We then build the learner with the model, the optimizer and the learning rate. Notably, the third argument of the build function should actually be a learning rate scheduler. When provided with a float as in our example, it is automatically transformed into a constant learning rate scheduler. The learning rate is not part of the optimizer config as it is often done in other frameworks, but rather passed as a parameter when executing the optimizer step. This avoids having to mutate the state of the optimizer and is therefore more functional. It makes no difference when using the learner struct, but it will be an essential nuance to grasp if you implement your own training loop.

Once the learner is created, we can simply call fit and provide the training and validation dataloaders. For the sake of simplicity in this example, we employ the test set as the validation set; however, we do not recommend this practice for actual usage.

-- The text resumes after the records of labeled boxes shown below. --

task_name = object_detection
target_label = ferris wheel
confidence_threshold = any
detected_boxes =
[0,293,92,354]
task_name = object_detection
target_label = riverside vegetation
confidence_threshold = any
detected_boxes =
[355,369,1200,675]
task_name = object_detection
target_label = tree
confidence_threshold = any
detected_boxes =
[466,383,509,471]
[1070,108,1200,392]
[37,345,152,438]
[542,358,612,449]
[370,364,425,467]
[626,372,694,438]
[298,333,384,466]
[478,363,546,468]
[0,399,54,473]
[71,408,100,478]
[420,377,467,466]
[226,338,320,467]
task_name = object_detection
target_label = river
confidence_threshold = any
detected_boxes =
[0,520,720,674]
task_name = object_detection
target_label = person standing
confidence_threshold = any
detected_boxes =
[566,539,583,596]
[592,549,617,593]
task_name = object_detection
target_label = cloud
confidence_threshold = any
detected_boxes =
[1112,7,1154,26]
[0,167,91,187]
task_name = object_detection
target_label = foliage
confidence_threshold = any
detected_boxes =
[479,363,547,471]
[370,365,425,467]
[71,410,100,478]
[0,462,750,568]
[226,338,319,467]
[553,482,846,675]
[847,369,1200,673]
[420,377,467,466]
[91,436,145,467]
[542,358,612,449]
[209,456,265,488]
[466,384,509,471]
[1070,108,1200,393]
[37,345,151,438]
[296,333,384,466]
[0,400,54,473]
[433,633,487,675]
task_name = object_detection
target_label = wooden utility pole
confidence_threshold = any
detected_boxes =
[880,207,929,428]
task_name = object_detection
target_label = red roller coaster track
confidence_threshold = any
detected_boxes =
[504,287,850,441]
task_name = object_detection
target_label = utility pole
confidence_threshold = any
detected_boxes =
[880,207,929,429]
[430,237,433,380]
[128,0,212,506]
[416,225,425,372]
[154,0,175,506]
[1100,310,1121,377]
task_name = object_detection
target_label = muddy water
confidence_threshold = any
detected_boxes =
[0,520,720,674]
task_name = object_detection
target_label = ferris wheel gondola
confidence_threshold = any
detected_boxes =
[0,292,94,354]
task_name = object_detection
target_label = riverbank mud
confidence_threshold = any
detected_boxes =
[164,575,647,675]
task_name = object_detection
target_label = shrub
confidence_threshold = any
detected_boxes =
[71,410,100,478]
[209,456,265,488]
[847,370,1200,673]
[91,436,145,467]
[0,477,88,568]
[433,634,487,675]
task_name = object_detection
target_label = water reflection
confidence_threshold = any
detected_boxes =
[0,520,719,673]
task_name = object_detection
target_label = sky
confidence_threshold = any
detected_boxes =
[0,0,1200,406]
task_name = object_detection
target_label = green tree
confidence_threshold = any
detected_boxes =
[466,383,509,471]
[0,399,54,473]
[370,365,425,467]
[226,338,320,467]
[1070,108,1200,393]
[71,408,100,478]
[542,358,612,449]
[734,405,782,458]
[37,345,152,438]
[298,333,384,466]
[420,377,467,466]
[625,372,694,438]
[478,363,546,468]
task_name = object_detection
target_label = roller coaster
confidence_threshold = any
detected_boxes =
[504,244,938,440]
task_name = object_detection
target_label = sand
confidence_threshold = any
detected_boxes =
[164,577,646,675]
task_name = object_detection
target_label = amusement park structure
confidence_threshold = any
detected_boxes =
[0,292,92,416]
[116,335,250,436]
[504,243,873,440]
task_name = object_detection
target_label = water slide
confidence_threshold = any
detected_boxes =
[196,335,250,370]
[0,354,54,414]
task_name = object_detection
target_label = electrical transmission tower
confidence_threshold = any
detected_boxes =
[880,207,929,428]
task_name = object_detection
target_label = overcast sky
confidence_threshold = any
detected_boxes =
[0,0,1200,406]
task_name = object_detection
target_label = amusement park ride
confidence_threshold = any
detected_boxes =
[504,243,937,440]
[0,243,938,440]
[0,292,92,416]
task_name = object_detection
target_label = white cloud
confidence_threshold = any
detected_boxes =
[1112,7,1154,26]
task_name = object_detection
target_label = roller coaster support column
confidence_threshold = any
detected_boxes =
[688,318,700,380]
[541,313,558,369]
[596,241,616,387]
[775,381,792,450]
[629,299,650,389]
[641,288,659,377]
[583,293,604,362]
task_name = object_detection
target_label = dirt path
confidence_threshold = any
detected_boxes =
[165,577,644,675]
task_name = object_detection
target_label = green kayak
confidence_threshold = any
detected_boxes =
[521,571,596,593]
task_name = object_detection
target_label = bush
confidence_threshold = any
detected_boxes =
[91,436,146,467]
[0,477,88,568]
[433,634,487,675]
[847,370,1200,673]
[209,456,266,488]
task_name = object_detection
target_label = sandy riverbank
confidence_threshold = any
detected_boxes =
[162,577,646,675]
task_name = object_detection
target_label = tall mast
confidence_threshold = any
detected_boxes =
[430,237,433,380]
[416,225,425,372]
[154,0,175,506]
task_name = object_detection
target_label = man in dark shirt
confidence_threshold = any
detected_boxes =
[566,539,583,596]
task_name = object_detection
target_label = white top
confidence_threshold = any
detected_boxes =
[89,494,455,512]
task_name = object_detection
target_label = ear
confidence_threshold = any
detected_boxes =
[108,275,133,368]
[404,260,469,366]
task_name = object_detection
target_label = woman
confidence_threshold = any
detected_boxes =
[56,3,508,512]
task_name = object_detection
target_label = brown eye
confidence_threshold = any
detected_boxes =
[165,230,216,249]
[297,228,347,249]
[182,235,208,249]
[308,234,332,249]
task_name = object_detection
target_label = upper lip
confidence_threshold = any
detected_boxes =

Finally, the trained model is returned by the fit method. The trained weights are then saved using the CompactRecorder. This recorder employs the MessagePack format with half precision, f16 for floats and i16 for integers. Other recorders are available, offering support for various formats, such as BinCode and JSON, with or without compression. Any backend, regardless of precision, can load recorded data of any kind.